Kate Sheridan nodded gravely.
"Yes," she answered, almost reluctantly, "Norma is Theodore Melrose's child. I have letters—all their letters. I knew her mother, that was Louison Courtot, well. It was a mixed-up business—but you've got the whole truth at last. I've lost more than one night's sleep over my share of it, Mr. Liggett, thinking who this child was, and whether I had the right to hold my tongue.
"I was a widow when I went to Germany with Mrs. Melrose. She begged and begged me to, for she was sick with worry about Miss Annie. Miss Annie had been over there about eight months, and something she'd written had made her mother feel that she was ill, or in trouble. Well, I didn't want to leave my own children, but she coaxed me so hard that I went. We sailed without cabling, and went straight to Leipsic, and to the dreadful, dreary pension that Miss Annie was in—a dismal, lonely place. She came downstairs to see her mother, and I'll never forget the scream she gave, for she'd had no warning, poor child, and Müller had taken all her money, and she was—well, we could see how she was. She began laughing and crying, and her mother did, too, but Mrs. Melrose stopped after a few minutes, and we couldn't stop Miss Annie at all. She shrieked and sobbed and strangled until we saw she was ill, and her mother gave me one look, and bundled her right out to the carriage, and off to a better place, and we got a doctor and a nurse. But all that night she was in danger of her life. I went in to her room that evening, to put things in order, and she was lying on the bed like a dead thing—white, sick, and with her eyes never moving off her mother's face. I could hear her murmuring the whole story, the shame and the bitter cruelty of it, crying sometimes—and her mother crying, too.

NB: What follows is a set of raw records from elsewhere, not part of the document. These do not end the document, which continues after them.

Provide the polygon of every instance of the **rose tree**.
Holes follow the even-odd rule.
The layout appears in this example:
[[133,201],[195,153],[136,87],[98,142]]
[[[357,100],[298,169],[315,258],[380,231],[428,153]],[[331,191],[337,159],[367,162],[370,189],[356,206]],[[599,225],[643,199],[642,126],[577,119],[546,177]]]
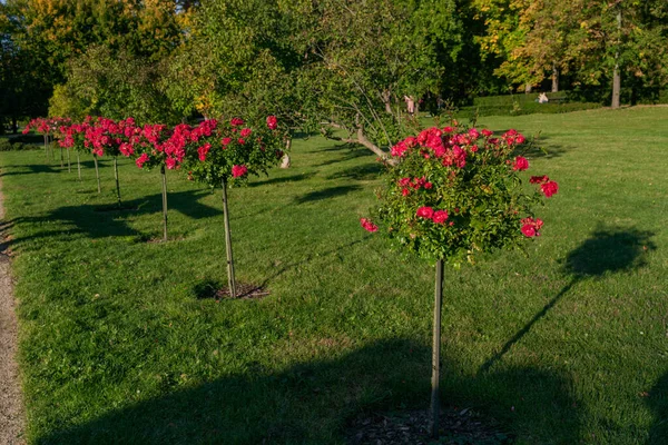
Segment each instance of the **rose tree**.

"'And, Mama,' she said—the innocence of her! 'Mama, did the doctor tell you that there might have been a baby?—I didn't know it myself until a few weeks ago! And that's why they're so frightened about me now. But,' she said, beginning to cry again, 'I should have hated it—I've always hated it, and I'd rather have it all over—I don't want to have to face anything more!'
"Well, it looked then as if she couldn't possibly live through the night, and all her mother could think of was to comfort her. She told her that they would go away and forget it all, and Miss Annie clung to her through the whole terrible thing. We none of us got any sleep that night, and I think it was at about three o'clock the next morning that I crept to the door, and the doctor—Doctor Leslie—an old English doctor who was very kind, came to the door and gave me the poor little pitiful baby in a blanket. I almost screamed when I took it, for the poor little soul was alive, working her little mouth! I took her to my room, and indeed I baptized her myself—I named her Mary for my mother, and Leslie for the doctor, but I never thought she'd need a name—then. She was under four pounds, and with a little claw like a monkey's paw, and so thin we didn't dare dress her—we thought she was three months too soon, then, and I just sat watching her, waiting for her to die, and thinking of my own——!

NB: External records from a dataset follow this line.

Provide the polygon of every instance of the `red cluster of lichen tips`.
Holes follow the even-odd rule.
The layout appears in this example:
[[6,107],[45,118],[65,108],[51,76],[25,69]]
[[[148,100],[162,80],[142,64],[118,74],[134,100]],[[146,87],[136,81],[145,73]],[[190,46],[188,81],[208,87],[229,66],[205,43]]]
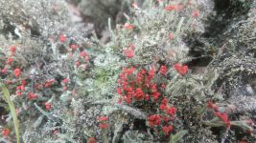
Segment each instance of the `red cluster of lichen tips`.
[[117,93],[120,95],[118,102],[150,112],[151,115],[147,118],[149,126],[162,128],[165,134],[173,131],[170,122],[175,119],[176,108],[170,106],[164,95],[165,83],[157,84],[153,79],[157,73],[165,77],[167,72],[164,65],[158,71],[153,67],[148,71],[135,67],[124,68],[117,81]]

"Miss Annie was given up the next day, she'd gone into a brain fever, but my poor little soul was wailing a good healthy wail—I remember I cried bitterly when the doctor told me not to hope for her! But she lived—and on the fourth day Mrs. Melrose sent us away, and we went and stayed in the country for two months after that.

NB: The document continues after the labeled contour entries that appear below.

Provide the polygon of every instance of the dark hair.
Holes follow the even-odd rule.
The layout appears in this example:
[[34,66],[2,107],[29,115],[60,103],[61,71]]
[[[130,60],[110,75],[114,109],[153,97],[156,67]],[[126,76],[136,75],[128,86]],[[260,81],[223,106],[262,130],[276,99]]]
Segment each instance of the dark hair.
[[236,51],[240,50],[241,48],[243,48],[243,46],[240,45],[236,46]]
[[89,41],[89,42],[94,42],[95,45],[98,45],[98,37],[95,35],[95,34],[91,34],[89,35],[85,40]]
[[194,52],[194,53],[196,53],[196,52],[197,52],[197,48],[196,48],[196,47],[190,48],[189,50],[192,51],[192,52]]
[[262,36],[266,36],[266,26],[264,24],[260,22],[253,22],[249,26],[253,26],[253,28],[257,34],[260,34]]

"Then I had a letter from the Riviera, the first that'd come. Miss Annie was getting well, her hair was coming out curly, and she hardly remembered anything about what had happened at all. She wasn't nineteen then, poor child! She had cried once, her mother wrote, and had said she thanked God the baby had died and that was all she ever said of it.
"I brought the baby home, and for nearly three years she lived with my own, and of course Mrs. Melrose paid me for it. And then one day Louison Courtot came to see me—I'd known her, of course—Mr. Theodore's wife, that had been Miss Annie's maid. She had a letter from Mrs. Melrose, and she took Leslie away, and gave her to her grandmother—just according to plan. Well, I didn't like it—though it gave the child her rights, but it didn't seem honest. I had no call to interfere, and a few months later Mrs. Melrose gave me the double house in Brooklyn, that you'll well remember, Norma—and your own father made out the deed of gift, Mr. Chris——!
"And then, perhaps a year later, Louison came to call on me again, and with her was a little girl—four years old, and I looked at her, and looked at Louison, and I said, 'My God—that's a Melrose!' She said, yes, it was Theodore's child."